Low impact design review for Tasman and Nelson

Jennifer Howe, Digital Content Manager

Low impact design (LID) review for Tasman and Nelson conducted by Morphum Environmental with Landcare Research.

Morphum Environmental and Landcare Research have recently collaborated to deliver a guidance document to Nelson City Council and Tasman District Council, which addresses the application of low impact design (LID) in the Tasman and Nelson regions. The LID review has been funded via a grant from the Government operated Envirolink funding scheme, and will inform the development of a new and joined Land Development Manual for the Nelson and Tasman regions.

The scope of Morphum Environmental’s involvement in the LID review included a detailed look into the existing land development manuals, interviews with council staff, an assessment of a number of sites that had LID treatment devices installed in the past and a presentation of the project’s progress to the joint Council LDM Steering Group which incorporated a site visit. Principal Water Resources Strategist Jan Heijs was the primary Morphum Environmental representative for this project. Jan’s wealth of technical expertise, his background working with government bodies and his strong stakeholder engagement skills drove the successful delivery of this project.

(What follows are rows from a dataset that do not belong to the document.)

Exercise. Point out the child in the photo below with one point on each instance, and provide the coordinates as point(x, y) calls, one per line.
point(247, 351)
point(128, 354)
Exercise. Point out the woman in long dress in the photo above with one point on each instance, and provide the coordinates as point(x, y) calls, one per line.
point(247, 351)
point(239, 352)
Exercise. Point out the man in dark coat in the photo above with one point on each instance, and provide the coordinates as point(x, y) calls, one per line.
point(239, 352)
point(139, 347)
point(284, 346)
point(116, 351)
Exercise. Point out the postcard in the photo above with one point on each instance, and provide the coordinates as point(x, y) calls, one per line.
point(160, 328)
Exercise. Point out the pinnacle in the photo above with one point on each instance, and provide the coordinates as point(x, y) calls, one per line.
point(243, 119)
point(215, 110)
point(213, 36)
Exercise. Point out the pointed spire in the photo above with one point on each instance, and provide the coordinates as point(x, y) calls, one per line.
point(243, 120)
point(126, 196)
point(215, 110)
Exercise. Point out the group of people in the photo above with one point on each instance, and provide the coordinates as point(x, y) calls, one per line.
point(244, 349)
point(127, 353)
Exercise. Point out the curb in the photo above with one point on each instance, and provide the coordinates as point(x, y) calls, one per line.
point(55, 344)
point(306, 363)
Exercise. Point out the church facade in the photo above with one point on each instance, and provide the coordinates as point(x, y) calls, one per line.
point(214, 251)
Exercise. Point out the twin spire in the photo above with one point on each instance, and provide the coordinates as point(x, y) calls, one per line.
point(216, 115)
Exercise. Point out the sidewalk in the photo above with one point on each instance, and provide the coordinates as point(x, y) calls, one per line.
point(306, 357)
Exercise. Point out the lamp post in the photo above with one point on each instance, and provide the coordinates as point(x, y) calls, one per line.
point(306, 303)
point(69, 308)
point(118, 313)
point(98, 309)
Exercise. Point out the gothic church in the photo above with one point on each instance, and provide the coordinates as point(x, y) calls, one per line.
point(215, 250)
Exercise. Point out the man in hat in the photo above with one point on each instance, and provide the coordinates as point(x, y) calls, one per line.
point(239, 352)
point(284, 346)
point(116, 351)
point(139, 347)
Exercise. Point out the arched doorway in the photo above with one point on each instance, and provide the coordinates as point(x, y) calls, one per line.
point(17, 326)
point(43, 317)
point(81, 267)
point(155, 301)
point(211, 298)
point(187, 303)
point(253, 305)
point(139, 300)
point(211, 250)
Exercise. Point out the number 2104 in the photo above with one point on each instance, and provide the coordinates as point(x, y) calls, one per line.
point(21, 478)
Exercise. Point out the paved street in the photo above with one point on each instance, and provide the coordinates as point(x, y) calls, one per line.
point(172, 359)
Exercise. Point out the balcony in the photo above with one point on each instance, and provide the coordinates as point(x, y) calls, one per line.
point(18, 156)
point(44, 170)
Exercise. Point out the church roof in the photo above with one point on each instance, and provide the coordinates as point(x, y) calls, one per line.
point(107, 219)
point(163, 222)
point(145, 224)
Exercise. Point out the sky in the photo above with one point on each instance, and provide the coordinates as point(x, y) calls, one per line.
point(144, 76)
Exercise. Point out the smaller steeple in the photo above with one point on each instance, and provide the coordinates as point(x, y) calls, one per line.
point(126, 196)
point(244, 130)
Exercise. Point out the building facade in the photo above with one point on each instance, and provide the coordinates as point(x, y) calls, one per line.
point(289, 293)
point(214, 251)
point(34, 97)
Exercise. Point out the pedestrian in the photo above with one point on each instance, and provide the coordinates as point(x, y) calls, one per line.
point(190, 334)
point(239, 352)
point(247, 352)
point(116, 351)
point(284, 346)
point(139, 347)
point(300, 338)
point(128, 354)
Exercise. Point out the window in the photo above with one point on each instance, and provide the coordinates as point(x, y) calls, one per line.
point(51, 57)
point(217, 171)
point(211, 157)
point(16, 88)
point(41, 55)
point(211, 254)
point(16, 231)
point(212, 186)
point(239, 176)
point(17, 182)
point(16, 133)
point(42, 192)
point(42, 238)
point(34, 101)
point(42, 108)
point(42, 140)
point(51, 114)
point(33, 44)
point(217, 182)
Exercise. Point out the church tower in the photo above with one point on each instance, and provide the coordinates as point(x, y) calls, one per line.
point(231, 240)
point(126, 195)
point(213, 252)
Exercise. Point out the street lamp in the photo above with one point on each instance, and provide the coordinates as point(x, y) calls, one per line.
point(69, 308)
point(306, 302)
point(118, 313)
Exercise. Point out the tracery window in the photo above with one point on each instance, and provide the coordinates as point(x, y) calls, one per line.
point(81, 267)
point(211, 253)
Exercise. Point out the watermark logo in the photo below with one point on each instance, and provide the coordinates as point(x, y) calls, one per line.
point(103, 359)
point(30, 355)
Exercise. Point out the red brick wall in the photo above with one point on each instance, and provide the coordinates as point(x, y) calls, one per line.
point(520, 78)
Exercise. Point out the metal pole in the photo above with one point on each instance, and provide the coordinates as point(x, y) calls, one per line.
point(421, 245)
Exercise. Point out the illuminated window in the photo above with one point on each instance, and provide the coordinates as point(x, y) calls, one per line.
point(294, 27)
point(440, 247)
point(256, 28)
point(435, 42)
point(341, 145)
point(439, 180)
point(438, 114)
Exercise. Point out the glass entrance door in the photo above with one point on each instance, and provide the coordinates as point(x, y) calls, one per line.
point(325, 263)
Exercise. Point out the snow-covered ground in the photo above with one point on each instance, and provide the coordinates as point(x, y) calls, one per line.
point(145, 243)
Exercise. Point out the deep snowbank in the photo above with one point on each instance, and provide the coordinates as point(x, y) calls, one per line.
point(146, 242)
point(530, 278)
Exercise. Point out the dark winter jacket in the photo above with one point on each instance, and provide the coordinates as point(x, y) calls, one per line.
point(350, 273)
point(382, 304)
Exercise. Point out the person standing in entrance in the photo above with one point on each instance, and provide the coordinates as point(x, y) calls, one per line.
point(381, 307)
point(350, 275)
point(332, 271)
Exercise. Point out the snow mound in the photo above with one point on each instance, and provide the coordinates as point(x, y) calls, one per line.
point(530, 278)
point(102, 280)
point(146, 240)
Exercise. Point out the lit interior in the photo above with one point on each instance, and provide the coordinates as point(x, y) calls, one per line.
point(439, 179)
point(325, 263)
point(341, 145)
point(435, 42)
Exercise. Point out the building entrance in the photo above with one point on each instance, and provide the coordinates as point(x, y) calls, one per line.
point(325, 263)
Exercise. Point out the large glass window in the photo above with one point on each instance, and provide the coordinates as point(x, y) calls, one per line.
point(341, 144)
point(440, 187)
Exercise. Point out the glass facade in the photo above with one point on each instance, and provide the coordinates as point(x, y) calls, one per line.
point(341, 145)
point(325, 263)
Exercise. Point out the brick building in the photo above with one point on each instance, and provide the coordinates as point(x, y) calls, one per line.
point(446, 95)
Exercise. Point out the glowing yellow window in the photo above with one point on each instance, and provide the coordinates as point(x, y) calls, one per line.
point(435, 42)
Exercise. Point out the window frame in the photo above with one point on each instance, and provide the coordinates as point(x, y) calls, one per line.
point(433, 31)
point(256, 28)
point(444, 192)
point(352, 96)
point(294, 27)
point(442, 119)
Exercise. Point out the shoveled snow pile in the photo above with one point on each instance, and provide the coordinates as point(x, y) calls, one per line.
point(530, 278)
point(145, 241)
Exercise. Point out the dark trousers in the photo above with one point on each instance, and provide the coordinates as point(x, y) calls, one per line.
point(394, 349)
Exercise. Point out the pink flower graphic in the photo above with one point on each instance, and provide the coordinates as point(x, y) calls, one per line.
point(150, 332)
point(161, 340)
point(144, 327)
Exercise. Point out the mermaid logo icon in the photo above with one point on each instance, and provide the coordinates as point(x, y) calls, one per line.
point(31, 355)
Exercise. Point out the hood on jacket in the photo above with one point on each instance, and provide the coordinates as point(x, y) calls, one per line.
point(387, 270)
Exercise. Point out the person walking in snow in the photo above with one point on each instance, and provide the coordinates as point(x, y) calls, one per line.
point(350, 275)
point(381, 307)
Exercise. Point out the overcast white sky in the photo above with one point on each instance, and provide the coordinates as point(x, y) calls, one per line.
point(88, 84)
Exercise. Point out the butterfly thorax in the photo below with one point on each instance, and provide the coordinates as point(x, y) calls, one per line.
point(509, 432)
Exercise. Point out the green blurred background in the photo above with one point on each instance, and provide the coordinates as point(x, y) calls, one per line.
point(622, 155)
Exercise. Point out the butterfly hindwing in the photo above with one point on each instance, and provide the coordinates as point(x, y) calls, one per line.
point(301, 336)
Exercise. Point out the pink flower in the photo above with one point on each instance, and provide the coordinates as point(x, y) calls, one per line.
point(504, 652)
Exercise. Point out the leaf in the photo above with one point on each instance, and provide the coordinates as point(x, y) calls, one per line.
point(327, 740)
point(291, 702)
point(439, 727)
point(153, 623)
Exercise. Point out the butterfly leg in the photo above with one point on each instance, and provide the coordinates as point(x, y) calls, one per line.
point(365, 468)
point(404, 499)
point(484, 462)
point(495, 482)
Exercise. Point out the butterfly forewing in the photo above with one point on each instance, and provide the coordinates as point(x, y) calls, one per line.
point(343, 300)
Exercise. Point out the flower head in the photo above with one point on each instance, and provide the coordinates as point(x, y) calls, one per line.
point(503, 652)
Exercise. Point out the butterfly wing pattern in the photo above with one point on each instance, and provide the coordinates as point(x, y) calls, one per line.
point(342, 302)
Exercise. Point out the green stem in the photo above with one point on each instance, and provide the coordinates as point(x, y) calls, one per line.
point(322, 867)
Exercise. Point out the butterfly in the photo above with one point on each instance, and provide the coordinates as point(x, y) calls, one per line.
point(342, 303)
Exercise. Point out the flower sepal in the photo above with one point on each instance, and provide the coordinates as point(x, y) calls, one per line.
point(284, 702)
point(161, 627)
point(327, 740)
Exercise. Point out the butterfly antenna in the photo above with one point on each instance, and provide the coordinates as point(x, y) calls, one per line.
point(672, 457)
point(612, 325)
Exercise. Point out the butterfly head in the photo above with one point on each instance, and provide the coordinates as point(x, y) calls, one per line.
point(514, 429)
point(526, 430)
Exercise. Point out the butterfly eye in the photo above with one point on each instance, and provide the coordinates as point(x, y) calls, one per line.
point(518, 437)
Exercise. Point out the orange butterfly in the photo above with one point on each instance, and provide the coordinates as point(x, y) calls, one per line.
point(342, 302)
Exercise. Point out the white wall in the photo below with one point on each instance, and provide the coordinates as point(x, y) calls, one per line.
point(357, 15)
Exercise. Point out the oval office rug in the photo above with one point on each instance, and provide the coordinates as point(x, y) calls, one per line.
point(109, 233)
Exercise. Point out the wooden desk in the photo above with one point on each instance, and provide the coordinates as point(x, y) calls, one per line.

What is low impact design?

LID – synonymous to water sensitive design – seeks to reduce negative impacts to the environment arising from land development activities, and to enhance ecological values amid land development and stormwater management initiatives. LID can be best achieved in the early planning stages of a project by seeking to leverage off of existing natural systems where possible, and focussing on issue prevention rather than waiting for problems to arise. The LID review expands upon this view in greater detail by mentioning such things as the installation of swales and rain tanks in place of pipes where possible, soil compaction minimisation and consideration of the use of building materials which are less likely to deposit contaminants onto overland flow paths.